No I am not going there. So far in this examination of the iconic feminine we have looked at the similarities of two very different women and about an iconic doll that shaped the play of girls since the mid-20th Century. It is time to delve into the cultural mythic icon. Cailleach is the Celtic Crone and she can create fear or at minimally a great deal of anxiety for contemporary folks.
Culture pretends to love the grandmother but these are individuals grandmothers we love, the aggregate of grandmothers is frightening to contemporary society. We call the generic old woman a crone, a hag, or a witch. The frightening old lady who lives near of woods and marshes just beyond the civilized edge of the village is everything that the predominantly patriarchal culture fears:
- a woman who can live on her own
- in the wild
- with knowledge of herbs and women’s wisdom
- that can influence life and death
- and women’s secret processes
- and who assist young women, birthing women, and mothers
- apart from the male controlled aspects of the village
and women sometimes join in this suspicion of the old wise woman
- as knowledge one does not have can seem strange
- the winter, or the last quarter of a long life is a distant and foreign country
- women often are afraid of losing the appeal of their good looks and fertility
The fear of aging is endemic in western culture. Appearance is valued over experience. And I have to admit I do not care for the word crone. Being very much a product of my culture I do not care for anything that conjures up the word hag. Though I embrace my age, the stereotype can make me crazy.
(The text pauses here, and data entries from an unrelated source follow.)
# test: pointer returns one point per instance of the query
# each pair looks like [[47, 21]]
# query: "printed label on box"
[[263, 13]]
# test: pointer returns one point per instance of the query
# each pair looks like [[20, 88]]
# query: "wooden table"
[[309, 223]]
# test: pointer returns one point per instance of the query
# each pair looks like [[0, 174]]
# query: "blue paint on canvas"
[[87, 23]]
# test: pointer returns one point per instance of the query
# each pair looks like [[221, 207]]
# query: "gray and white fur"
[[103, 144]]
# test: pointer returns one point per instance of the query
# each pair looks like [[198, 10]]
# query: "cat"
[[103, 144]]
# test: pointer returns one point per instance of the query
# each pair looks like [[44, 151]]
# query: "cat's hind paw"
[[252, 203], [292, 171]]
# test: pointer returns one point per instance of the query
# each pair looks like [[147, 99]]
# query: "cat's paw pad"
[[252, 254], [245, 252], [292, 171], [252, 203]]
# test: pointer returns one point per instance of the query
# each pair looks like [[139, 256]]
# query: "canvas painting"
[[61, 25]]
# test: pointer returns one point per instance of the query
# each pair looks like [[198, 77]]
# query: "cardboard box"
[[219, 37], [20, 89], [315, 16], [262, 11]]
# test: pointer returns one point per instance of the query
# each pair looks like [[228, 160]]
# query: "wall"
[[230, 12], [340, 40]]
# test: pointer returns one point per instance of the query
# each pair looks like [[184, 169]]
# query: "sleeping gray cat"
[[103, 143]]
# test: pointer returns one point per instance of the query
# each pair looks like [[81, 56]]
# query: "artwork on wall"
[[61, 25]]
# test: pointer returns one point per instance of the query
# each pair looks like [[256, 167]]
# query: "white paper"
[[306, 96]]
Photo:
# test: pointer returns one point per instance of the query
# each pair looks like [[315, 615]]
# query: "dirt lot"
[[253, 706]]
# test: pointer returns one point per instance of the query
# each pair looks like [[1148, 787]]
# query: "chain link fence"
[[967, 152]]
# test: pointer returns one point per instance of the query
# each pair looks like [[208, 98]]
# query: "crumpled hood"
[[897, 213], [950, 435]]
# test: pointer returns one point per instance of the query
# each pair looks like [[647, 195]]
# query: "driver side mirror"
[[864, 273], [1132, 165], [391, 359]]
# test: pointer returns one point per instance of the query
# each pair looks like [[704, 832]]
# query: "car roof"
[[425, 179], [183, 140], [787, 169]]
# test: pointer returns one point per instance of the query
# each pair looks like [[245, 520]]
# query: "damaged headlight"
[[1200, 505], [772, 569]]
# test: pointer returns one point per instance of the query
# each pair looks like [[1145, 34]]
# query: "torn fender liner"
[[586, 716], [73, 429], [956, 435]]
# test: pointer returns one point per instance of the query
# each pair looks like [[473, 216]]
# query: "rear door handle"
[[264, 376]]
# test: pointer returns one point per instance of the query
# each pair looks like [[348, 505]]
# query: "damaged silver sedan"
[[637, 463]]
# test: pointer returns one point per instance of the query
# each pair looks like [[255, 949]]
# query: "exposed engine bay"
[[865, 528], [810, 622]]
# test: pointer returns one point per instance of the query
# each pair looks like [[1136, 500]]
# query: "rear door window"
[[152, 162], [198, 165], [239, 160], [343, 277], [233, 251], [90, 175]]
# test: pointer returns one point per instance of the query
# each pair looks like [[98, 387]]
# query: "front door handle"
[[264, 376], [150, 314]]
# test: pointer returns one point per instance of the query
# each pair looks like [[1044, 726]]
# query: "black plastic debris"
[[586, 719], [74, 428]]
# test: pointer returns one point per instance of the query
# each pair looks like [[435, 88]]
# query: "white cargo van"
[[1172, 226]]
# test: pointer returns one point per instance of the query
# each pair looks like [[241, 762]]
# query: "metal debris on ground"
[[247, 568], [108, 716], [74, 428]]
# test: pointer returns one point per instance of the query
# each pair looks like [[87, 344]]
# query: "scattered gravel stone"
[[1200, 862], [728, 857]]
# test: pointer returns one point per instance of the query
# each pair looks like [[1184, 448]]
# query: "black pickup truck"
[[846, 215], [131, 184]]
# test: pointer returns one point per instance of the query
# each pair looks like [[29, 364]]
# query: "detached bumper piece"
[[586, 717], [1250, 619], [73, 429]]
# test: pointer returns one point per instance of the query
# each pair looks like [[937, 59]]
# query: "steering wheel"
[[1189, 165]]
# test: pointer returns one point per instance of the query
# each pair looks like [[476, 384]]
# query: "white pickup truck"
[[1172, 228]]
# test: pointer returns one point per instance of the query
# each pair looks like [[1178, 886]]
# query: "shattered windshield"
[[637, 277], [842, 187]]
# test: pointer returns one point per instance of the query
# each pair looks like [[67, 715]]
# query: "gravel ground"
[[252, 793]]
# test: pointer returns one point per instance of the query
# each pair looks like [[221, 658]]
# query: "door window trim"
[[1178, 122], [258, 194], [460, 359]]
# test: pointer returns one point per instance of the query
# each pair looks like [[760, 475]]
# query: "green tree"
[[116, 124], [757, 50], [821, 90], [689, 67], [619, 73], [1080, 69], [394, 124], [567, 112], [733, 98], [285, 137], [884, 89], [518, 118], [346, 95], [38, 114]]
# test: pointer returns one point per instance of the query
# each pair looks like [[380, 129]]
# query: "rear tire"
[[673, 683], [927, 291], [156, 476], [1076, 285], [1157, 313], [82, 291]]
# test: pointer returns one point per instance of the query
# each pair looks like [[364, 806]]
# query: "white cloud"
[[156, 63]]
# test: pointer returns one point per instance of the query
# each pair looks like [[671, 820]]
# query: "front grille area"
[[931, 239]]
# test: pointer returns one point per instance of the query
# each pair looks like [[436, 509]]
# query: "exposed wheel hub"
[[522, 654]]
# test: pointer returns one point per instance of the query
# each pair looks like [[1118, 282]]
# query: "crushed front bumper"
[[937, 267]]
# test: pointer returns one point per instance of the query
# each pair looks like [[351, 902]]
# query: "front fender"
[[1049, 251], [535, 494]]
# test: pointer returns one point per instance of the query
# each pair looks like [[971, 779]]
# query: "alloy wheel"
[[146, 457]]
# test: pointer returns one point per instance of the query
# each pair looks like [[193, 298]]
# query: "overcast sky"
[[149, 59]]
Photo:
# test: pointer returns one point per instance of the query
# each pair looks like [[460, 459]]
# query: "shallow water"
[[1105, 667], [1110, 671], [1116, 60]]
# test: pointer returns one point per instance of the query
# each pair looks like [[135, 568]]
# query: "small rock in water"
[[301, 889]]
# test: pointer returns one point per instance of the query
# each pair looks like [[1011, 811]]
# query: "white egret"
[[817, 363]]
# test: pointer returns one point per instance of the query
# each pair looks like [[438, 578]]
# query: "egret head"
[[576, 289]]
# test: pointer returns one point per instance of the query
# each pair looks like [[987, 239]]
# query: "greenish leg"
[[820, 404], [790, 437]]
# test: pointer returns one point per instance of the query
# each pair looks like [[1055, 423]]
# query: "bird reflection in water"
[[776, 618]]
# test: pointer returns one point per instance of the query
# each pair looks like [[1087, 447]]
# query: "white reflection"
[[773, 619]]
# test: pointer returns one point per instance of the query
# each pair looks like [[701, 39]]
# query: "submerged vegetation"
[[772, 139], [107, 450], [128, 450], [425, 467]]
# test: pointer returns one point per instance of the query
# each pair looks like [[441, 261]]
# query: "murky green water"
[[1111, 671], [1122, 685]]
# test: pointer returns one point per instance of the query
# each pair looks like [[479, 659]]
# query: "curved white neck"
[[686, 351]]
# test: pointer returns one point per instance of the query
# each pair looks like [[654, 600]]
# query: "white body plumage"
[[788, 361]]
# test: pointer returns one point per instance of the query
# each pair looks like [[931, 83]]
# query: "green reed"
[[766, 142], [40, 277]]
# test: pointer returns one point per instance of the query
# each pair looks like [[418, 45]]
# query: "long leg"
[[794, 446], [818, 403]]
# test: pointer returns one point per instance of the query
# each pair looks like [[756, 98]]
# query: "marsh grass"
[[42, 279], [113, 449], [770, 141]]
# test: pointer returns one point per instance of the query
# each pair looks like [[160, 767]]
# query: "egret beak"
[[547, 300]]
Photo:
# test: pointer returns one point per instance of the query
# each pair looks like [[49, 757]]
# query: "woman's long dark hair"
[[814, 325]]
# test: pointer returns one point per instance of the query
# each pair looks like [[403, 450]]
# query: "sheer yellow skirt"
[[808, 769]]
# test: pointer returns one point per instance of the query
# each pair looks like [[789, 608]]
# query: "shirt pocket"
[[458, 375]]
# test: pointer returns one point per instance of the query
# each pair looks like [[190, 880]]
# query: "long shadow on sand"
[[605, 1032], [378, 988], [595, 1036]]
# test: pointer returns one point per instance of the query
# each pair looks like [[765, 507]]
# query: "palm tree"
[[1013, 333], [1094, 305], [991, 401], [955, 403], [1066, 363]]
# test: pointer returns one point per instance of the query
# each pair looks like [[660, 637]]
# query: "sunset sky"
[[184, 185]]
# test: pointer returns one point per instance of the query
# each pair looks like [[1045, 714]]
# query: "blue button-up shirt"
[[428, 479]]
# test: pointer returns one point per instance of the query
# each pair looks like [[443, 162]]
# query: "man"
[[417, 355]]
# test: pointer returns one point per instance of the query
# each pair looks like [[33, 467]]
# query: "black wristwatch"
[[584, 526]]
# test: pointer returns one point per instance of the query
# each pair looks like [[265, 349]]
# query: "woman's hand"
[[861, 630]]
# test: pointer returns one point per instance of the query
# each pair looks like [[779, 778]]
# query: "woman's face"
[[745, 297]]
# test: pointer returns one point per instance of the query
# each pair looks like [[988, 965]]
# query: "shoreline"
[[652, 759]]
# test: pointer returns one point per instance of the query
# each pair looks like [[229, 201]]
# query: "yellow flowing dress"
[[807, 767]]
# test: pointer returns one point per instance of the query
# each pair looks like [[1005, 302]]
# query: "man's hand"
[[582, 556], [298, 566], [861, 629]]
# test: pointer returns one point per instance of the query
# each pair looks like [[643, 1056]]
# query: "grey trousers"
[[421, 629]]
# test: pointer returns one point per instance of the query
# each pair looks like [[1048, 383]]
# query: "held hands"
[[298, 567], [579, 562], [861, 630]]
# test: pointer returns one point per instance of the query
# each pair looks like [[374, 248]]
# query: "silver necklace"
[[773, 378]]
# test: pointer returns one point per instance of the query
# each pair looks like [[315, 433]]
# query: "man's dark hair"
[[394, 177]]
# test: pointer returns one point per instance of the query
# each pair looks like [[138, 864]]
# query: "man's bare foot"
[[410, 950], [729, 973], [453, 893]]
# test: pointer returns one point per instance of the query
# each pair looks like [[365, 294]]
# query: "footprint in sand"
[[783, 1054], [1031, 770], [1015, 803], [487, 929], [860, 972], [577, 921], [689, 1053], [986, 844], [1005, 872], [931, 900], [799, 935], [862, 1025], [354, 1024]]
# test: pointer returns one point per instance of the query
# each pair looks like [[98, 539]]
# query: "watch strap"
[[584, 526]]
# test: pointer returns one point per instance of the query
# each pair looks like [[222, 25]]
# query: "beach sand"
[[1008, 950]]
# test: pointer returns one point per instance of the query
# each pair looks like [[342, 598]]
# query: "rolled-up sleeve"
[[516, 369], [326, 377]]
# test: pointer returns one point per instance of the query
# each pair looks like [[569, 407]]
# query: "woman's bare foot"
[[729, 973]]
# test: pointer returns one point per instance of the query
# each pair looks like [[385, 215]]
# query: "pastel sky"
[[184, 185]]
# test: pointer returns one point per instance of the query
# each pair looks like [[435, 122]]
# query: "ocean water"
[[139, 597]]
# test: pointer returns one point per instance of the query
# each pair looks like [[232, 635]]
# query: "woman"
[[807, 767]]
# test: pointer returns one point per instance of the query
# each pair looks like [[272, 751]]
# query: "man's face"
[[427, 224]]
We need a positive word for women of age, for mature women. I love the concepts of mystery and an all-knowing vantage over life of the wise woman.
Cailleach is powerful and can bring winter, the respite of from farming and harvest, some say she grows younger as approaches, aging backwards in recognition of the cycle of life, death and rebirth that the wise recognize as an immutable truth beyond mortal life.
Celtic lands still have signs of an ancient Cailleach though they vary from rural Scotland where a still tended shrine to the goddess Cailleach exists, to the far Irish Coast where Cailleach Beara is a remembered as a Winter Goddess.
Cailleach may trace back to an Ice Age migration from the Iberian Peninsula. Ancient historians Herodotus and Pliny mentioned that Callaeci or followers of the Cailleach resided in Iberia. Other early Irish religious sources mention a Spanish origin for populations in the British and Irish Isles.
The stories of Cailleach do seem to be distinct from the pantheon of other Gods and Goddesses, and are probably older as her stories cover the entirety of the British Isles while other deities correlate with specific migrations of later times.
Sorita d’Este & David Rankine
2008 Visions of the Cailleach: exploring the myths, folklore and legends of the pre-eminent Celtic hag goddess. London: BM Avalonia.